Re: [gentoo-user] Glibc, userlocales, and ENV Variables

Holly Bostick Wed, 02 Nov 2005 12:21:16 -0800

Hans-Werner Hilse schreef:
> Hi,
> 
> On Wed, 02 Nov 2005 15:53:11 +0100 Holly Bostick <[EMAIL PROTECTED]> 
> wrote:
> 
> 
>> [...] /etc/locales.build
>> 
>> which says
>> 
>> # This file names the list of locales to be built when glibc is 
>> installed. # The format is <locale>/<charmap>, where <locale> is a 
>> locale from the # /usr/share/i18n/locales directory, and <charmap> 
>> is name of one of the files # in /usr/share/i18n/charmaps/. All 
>> blank lines and lines starting with # are # ignored. Here is an 
>> example: # en_US/ISO-8859-1 [...] Glibc built fine (afaict), but my
>>  problem is that I now don't know what to export with a LANG 
>> variable.
>> 
>> For example, if I want [EMAIL PROTECTED]/UTF-8, how do I export that as 
>> opposed to [EMAIL PROTECTED]/ISO-8859-15 (or worse, ISO-8859-1)?
> 
> 
> Note the comment you've cited: The format is "locale/charmap". This 
> generates the locale data for a certain "language" (it's a little bit
>  more than just language, though) for the specified charmap.
> 
> In LANG/LC_* you only set the locale. The charmap is (semi-) 
> automatically chosen, which makes sense, since it's terminal 
> dependant which charset is used.


OK, I kinda get that.... and dmesg says during boot that the terminal
(agetty) is being configured to use UTF-8 (which is what I told it to do
when I built the kernel, so that's OK).

So does that mean that when I log in to my DE/WM, and start X, the
charmap will be automatically UTF-8, because that's what the getty was?

I want the full ISO-8859-15 charset and the Euro symbol. UTF-8 gets me
the charset, but afaik I need some attachment to "@euro" to get the Euro
symbol (for those fonts that even have the character(s), which is
another horror show that I won't get into, since once you've found a
reasonably attractive font with all the characters, half the time it
doesn't have bold or italic or bold italic, so it's not very useful on
the desktop.... a horror show).

It's not clear to me whether the Euro symbol is included in UTF-8
encodings, or only as a special variant of ISO-8859-15 (the "@euro"
variant), which is one of the reasons I try to encode both.

> 
> 
>> Was I supposed to give the locales individual names as the 
>> Localization Guide implies? locales.build doesn't indicate that you
>>  can do that (and in fact, I thought perhaps the reason why 
>> language exports were mildly borked might be because I had done 
>> so).
> 
> 
> [EMAIL PROTECTED]/ISO-8859-1 didn't make much sense to me (and maybe causes
>  some failures when building?), but other from that it seemed OK.

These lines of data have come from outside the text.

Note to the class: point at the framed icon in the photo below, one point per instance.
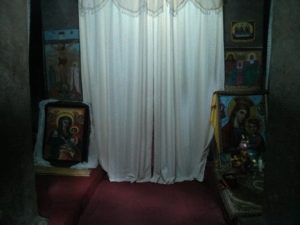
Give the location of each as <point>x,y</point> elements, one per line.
<point>66,133</point>
<point>242,31</point>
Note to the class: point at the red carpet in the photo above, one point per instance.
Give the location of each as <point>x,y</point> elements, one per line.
<point>96,201</point>
<point>187,203</point>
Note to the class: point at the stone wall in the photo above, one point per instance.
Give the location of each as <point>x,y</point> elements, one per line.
<point>17,198</point>
<point>282,169</point>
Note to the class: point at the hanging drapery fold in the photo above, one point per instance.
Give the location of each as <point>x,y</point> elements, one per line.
<point>149,81</point>
<point>152,7</point>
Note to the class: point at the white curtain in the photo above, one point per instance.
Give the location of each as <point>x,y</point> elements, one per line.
<point>149,76</point>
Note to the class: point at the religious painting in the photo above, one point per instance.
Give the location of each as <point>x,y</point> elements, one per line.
<point>62,64</point>
<point>243,69</point>
<point>242,131</point>
<point>242,31</point>
<point>66,133</point>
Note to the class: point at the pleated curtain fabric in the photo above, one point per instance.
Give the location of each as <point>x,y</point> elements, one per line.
<point>149,77</point>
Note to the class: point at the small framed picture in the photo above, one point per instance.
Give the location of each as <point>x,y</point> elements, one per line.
<point>242,131</point>
<point>62,64</point>
<point>242,31</point>
<point>244,69</point>
<point>66,133</point>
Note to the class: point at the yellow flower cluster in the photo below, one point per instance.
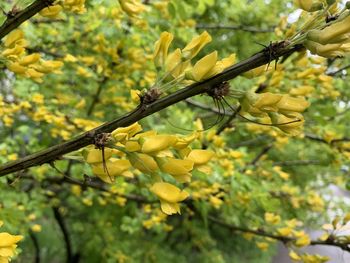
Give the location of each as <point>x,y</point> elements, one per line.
<point>8,244</point>
<point>177,64</point>
<point>213,193</point>
<point>76,6</point>
<point>308,5</point>
<point>284,111</point>
<point>30,66</point>
<point>331,41</point>
<point>150,153</point>
<point>132,7</point>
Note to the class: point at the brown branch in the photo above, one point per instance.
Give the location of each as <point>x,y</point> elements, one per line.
<point>236,27</point>
<point>338,71</point>
<point>60,220</point>
<point>96,96</point>
<point>205,107</point>
<point>332,142</point>
<point>35,241</point>
<point>13,21</point>
<point>55,152</point>
<point>93,184</point>
<point>283,239</point>
<point>264,151</point>
<point>297,162</point>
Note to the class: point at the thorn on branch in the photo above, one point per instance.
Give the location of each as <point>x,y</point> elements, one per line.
<point>150,96</point>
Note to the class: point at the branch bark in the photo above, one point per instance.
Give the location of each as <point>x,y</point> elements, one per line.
<point>13,21</point>
<point>55,152</point>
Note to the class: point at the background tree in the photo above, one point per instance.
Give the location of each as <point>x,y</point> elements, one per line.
<point>87,177</point>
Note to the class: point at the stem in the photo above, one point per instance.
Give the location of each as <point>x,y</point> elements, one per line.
<point>55,152</point>
<point>12,22</point>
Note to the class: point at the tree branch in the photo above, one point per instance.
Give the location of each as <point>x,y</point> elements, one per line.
<point>36,246</point>
<point>236,27</point>
<point>13,21</point>
<point>55,152</point>
<point>96,96</point>
<point>62,225</point>
<point>338,71</point>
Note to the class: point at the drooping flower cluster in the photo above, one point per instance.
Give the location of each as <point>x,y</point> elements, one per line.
<point>177,65</point>
<point>30,66</point>
<point>283,111</point>
<point>327,40</point>
<point>152,154</point>
<point>8,244</point>
<point>132,7</point>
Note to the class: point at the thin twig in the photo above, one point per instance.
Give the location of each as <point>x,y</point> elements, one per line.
<point>208,108</point>
<point>12,22</point>
<point>96,96</point>
<point>55,152</point>
<point>297,163</point>
<point>338,71</point>
<point>236,27</point>
<point>36,246</point>
<point>60,220</point>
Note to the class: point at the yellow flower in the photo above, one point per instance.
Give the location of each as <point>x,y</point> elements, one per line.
<point>16,68</point>
<point>291,126</point>
<point>196,44</point>
<point>161,48</point>
<point>95,155</point>
<point>77,6</point>
<point>304,4</point>
<point>169,196</point>
<point>179,169</point>
<point>15,51</point>
<point>47,66</point>
<point>132,7</point>
<point>256,72</point>
<point>36,228</point>
<point>271,218</point>
<point>303,240</point>
<point>156,143</point>
<point>114,168</point>
<point>302,90</point>
<point>308,5</point>
<point>13,37</point>
<point>221,65</point>
<point>7,245</point>
<point>174,63</point>
<point>266,102</point>
<point>327,51</point>
<point>201,69</point>
<point>143,162</point>
<point>200,156</point>
<point>122,134</point>
<point>30,59</point>
<point>51,11</point>
<point>183,142</point>
<point>285,231</point>
<point>289,105</point>
<point>262,245</point>
<point>334,33</point>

Well, of course I know less about this than you do, but my native Dutch
boyfriend runs a English Windows machine, I run Windows programs with
Wine, and about the only thing I think I know about the whole issue is
that Windows pretty much only knows ISO-8859-1 (unless you had a
multi-lingual version, which neither of us did). So I wanted support for
ISO-8859-1 to be available (with support for the Euro symbol for those
MS fonts that support it, which I think that the core MS fonts now do by
default, though I'm not sure about that either).

In any case, if such an application called for ISO-8859-1 , I wanted it
to be there, though as you can tell, I don't get how this is all
supposed to work well enough to be sure that was the way to accomplish
the goal.

> 
> 
>> Should I just get rid of the 'extra' locales (ISO-8859-15 and 
>> ISO-8859-1)? Since I guess I'm going to try to stick to UTF-8, 
>> maybe I don't really need them (I was mostly covering my butt, 
>> concerned that my current and future network connections might not 
>> support UTF-8, since they're mostly to Windows machines).
> 
> 
> All the terminals you're using support UTF-8?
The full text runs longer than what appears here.